Identifying With the Community
You will need to learn how to identify with your community. If you constantly look at them as the “other,” you will not be able to put yourself in their shoes. For example, if you are trying to build a school, you need to identify with the parents who want what is best for their children. You will also need to identify with the teachers and how they will help the children in the school.
Breaking Down Barriers
Missionaries and philanthropists should take a close look at their own personal prejudices and preconceptions. Even though you may feel that you are an open-minded and kind person, you are probably harboring some innate prejudices. You need to be honest with yourself about these thoughts and actively work toward eradicating them. For example, if you are working with people in a third-world country who are not as educated as you, you may look down on them due to their lack of education. This is a short-sighted view and discounts the concept that people are all equally entitled to your help.
Bonding with the Community
Part of giving back to the community is building a bond with the people you want to help. Don’t be afraid to make friends. If you do, people will be more likely to invite you into their homes. Have an open-minded attitude toward the people you are helping, and make sure you look at them as equals, not as subordinates.
Understand Their Cultural Background
In addition to learning the language to foster communication, you will need to absorb enough knowledge about their culture to approach problems with a balanced mindset. Do your research into the problem you are trying to solve, and be sure that you learn the local history. For example, if you are in a war-torn part of the world, you should know details about the war and how it affected the people in your community. You will want to know the reasons for the war and if there are any possibilities of it breaking out again in the future.
Adjust Your Worldview
Your worldview greatly affects your ability to communicate with the people you are trying to help. If you are able to shift your worldview from that of an outsider to that of an insider, you will be able to relate better to the people in your community. This is another facet of bonding with the people you want to help.
Try to remove all of your preconceptions about the people in your community. You may think of them as violent or ignorant. You need to let go of these assumptions and understand that they are people just like you are.
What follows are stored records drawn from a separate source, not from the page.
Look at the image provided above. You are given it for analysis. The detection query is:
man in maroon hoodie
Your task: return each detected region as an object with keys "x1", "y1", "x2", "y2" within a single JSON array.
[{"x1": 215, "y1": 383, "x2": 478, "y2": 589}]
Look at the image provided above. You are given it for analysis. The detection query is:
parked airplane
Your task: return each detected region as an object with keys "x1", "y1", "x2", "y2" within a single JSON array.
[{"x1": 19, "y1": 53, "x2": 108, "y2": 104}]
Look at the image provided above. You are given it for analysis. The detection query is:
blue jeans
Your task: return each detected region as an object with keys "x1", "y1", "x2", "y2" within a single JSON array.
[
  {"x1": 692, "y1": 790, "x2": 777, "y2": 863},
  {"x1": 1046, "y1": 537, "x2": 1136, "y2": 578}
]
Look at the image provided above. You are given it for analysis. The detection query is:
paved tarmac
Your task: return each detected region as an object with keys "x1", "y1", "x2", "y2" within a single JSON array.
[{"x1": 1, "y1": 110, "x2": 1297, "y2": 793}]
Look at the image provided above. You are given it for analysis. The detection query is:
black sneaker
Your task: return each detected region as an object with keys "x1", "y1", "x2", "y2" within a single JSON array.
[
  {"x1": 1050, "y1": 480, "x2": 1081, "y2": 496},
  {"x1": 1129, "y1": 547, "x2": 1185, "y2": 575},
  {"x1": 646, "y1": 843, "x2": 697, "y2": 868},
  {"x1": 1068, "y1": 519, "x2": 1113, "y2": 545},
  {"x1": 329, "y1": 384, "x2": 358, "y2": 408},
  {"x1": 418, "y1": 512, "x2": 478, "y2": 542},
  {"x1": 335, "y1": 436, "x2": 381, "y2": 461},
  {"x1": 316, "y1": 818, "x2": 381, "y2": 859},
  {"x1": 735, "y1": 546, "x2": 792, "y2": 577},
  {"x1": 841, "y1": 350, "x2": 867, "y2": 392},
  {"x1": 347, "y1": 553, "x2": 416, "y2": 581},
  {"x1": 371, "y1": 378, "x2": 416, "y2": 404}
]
Their lives have been shaped by forces beyond their control, and they have been under a great deal of stress.
It is hoped that your project will help with some of this stress, but you can’t expect that by coming into the community, you will be able to fix everything. The “white savior” narrative is damaging to missionaries’ and philanthropists’ reputations.
Understanding Your Community
Following these guidelines, you should be able to understand how your community works and how you will fit into it. You may have to do a great deal of personal work, including learning the language and letting go of your personal preconceptions.
Understanding how to relate to the local community will make your projects more effective and smooth the way for your group. Having an open-minded attitude will foster a culture of respect between you and the community you want to help.